朱孝文依舊看著皇帝,眼底閃過一絲嘲弄,輕嘆一聲,自知自己今日怕是難以逃過。

“你是怎麽發現的?”朱孝文的聲音變得清脆,不再是那沙啞渾厚的聲音。

皇帝笑了,有些苦澀:“謝明昆身後有整個謝家,他都敢用整個謝家付局,你一個孤家寡人,朕居然妄圖用一個侄兒困住你……是朕天真了。”

“呵……此生我能追隨長公主的步伐,死而無憾。”朱孝文故意提起當年的長公主。

皇帝臉色一變,飛身上前,一把掐住朱孝文的咽喉:“你以為就憑個小丫頭就能翻天了嗎?”

“當年阿姐都沒能從我手中逃過,你覺得她們可以?”皇帝笑得瘋癲。

朱孝文也笑了。

“你笑什麽?”皇帝看著朱孝文的笑容,蹙眉問道。

朱孝文看向皇帝身後,皇帝也跟著回頭看去,什麽都沒有。

“你又在看什麽?”皇帝沈聲問道。

“我在看你身後空無一人,而長公主的隊伍,只會有更多人。”朱孝文被掐得有些喘不上氣來。

皇帝微微松手,認真審視了一眼自己身後:“朕不需要。”

“呵……終有一天,她們會贏。”朱孝文笑著道。

皇帝手又緊了幾分:“那你覺得今日進皇宮的兩位能逃出去嗎?”

“你……”朱孝文笑不出來。

他沒想到曹素影和孟尋居然進了皇宮,臉色微變。

“如何?你覺得她們能活著出去嗎?”皇帝松開手,把人丟在地上,再次飛身回到龍椅上坐下。

垂眸看著在地上咳嗽不止的朱孝文:“你以為讓謝嘉因知道你是太子的人,從而對你做的事,你說的話防備嗎?”

“你是不是忘了,謝嘉因骨子裏流著沈家的血,她們家的女人有幾人會看表面。

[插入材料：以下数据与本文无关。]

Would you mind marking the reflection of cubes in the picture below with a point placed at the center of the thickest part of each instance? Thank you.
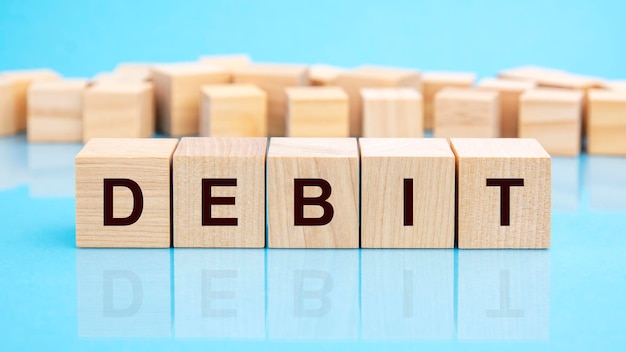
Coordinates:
(504, 295)
(123, 293)
(407, 294)
(313, 294)
(219, 293)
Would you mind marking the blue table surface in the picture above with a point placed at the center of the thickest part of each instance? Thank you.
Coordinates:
(55, 295)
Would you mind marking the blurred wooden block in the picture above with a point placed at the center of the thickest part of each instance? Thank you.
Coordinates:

”皇帝說完,仰頭大笑。

“朕已經派人去謝嘉因的別院了,今夜是你們的死期。”皇帝笑完,那雙嗜血的眼睛瞪大,整個人陷入癲狂。

朱孝文沒說話,在心裏快速盤算起來,如何破此局。

“朕本來還想看看她們能做到哪一步,但一想到謝明昆那個廢物先一步死了。”

少了一位觀眾,讓皇帝沒有那多耐心演下去,就算孟尋和謝嘉因一路追到皇宮,看到血池又如何。

今日她們誰都出不了皇宮。

“你當真不是人。”朱孝文久久吐出一句話來。

皇帝又笑了,原本滿是溝壑的面頰,逐漸紅潤:“這一切都要怪你啊,朱孝文,你太著急了,以為鬼蜮門的第五人能破局。”

“莫不是忘了,當年的鬼蜮門五人,只活了一個人回去。”皇帝繼續道。